La donation |
Réalisé par Bernard Emond |
7.5/10 |
Résumé :
Alors que le premier film incarnait une sorte de fuite de l'âme, et le second une résistance des corps contre l'adversité, le troisième est celui de l'acceptation et de la responsabilité. Acceptation d'abord de cet appel enfoui au plus profond de Jeanne, mais aussi de ce terroir québécois, capturé par une caméra qui met en valeur cette géographie austère, terre des pionniers, et dont la beauté doit s'apprivoiser souligne le Dr Rainville. L'esthétique sobre et simple mise en oeuvre reflète une vraie philosophie du regard qui s'expurge de toute image en trop. Et de cette réserve, le film en est rempli, gardant ses respectueuses distances avec les personnages et s'intégrant dans leur intimité pas à pas, jusqu'à capturer leur fragilité gravée sur les visages, la tendresse de leurs rapports, où chaque geste simple est investi d'un sens sacré immanent.
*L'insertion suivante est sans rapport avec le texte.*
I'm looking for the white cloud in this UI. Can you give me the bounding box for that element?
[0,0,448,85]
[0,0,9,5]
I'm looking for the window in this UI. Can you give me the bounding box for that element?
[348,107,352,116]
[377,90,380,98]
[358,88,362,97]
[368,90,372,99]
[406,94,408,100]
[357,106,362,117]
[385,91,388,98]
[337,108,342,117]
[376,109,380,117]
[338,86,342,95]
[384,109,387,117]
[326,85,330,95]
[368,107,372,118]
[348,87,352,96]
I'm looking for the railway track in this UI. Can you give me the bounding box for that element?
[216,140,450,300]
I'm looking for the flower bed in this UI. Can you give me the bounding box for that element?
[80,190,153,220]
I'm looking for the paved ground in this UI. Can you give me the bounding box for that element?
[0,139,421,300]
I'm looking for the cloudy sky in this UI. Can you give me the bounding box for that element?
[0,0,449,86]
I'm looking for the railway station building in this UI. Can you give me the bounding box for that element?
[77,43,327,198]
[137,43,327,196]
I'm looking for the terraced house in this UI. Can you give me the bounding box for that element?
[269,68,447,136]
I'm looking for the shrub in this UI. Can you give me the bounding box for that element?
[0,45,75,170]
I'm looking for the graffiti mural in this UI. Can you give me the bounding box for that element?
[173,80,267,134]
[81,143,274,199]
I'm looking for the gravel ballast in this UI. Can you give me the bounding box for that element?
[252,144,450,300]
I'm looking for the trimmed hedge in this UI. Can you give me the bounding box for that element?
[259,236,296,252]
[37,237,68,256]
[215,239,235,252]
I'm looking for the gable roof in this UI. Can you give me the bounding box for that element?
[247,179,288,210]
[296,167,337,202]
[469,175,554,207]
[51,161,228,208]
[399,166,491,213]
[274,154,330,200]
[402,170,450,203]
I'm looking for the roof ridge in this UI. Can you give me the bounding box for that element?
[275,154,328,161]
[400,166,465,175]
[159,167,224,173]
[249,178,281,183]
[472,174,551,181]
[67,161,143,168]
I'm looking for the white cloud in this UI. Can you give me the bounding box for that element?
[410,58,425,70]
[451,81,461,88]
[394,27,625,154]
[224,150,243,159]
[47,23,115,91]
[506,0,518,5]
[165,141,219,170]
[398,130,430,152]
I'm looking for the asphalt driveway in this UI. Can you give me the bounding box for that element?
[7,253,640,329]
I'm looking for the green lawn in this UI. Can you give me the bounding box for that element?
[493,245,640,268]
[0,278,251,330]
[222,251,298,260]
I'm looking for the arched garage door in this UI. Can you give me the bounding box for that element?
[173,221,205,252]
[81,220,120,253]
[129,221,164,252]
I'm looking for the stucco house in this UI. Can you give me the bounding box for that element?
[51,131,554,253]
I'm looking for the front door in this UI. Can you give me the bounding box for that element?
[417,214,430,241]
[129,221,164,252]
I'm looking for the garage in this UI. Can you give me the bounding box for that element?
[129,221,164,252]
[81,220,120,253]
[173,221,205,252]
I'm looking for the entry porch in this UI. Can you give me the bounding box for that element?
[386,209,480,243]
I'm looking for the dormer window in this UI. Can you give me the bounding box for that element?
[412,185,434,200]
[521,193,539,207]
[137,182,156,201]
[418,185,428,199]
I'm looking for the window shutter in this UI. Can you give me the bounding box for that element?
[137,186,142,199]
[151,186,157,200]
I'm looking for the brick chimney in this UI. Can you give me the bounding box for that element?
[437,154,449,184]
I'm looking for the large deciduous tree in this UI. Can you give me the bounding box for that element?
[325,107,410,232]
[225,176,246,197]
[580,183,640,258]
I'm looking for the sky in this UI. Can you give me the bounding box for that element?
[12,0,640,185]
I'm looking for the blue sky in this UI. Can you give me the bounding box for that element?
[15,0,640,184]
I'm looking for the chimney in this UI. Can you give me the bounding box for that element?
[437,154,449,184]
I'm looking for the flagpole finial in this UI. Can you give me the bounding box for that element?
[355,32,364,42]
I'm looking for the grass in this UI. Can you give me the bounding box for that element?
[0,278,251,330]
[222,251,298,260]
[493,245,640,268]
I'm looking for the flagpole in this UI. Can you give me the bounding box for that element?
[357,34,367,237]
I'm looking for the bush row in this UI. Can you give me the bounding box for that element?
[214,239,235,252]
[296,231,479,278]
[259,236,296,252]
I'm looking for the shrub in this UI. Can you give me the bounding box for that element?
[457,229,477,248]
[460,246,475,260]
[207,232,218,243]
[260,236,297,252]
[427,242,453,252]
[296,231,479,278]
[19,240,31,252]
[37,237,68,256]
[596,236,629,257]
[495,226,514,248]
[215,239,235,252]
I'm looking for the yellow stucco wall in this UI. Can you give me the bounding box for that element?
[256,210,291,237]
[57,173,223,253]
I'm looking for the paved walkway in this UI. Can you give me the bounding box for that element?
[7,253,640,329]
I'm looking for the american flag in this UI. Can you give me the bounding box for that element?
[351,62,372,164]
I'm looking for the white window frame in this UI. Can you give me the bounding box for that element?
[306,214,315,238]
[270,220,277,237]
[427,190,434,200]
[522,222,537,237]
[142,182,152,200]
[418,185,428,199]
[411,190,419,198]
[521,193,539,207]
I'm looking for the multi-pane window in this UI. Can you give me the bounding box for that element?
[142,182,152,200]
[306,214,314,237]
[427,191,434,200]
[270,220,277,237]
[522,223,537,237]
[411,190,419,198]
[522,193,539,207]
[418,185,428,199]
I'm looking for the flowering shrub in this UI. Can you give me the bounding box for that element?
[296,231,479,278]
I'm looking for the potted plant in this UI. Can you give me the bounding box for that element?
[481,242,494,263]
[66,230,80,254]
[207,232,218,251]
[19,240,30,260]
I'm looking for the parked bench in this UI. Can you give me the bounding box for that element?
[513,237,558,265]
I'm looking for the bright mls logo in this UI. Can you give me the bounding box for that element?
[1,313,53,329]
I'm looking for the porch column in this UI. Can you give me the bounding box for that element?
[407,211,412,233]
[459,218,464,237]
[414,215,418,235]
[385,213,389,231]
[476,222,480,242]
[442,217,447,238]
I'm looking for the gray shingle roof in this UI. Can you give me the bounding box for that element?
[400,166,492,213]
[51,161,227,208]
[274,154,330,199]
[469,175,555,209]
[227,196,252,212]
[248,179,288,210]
Bref, la condition humaine dans toute sa splendeur et gravité.
Le film est centré sur Jeanne qui visite des patients à domicile, à l'hôpital, ou dans la rue. Nous découvrons ainsi la pratique médicale de l'intérieur, sans fards mais avec discrétion, à la rencontre de situations assez variées et intéressantes (violence, avortement, drogue, maladie d'un riche vivant isolé, celle d'une mère ...) qui exige souvent une belle dose de jugement, guidé par la valeur de la dignité humaine. Jeanne, en répondant à l'appel du médecin qui veut prendre sa retraite, touche à des questions très actuelles sur la médecine de proximité (dans un rapport ancien/héritier à la manière de Barberousse) : jusqu'où peut-on côtoyer la douleur humaine sans se faire mal ? Où mettre la limite ? Une seule réponse donnée en retour : "il faut servir" (cette trilogie, plus qu'une belle revisitation humaniste du christianisme, est donc surtout un cri silencieux de résistance contre les valeurs dominantes de notre société, surtout l'individualisme). Et une consolation : la vie se renouvelle à travers la nature ou son prochain (avec une dernière image lourde de symbole). En outre, c'est un véritable film-somme (thèmes communs : perte de sens, handicap, culpabilité ...), qui n'oublie pas de conclure (chacun a trouvé sa place ou est en chemin).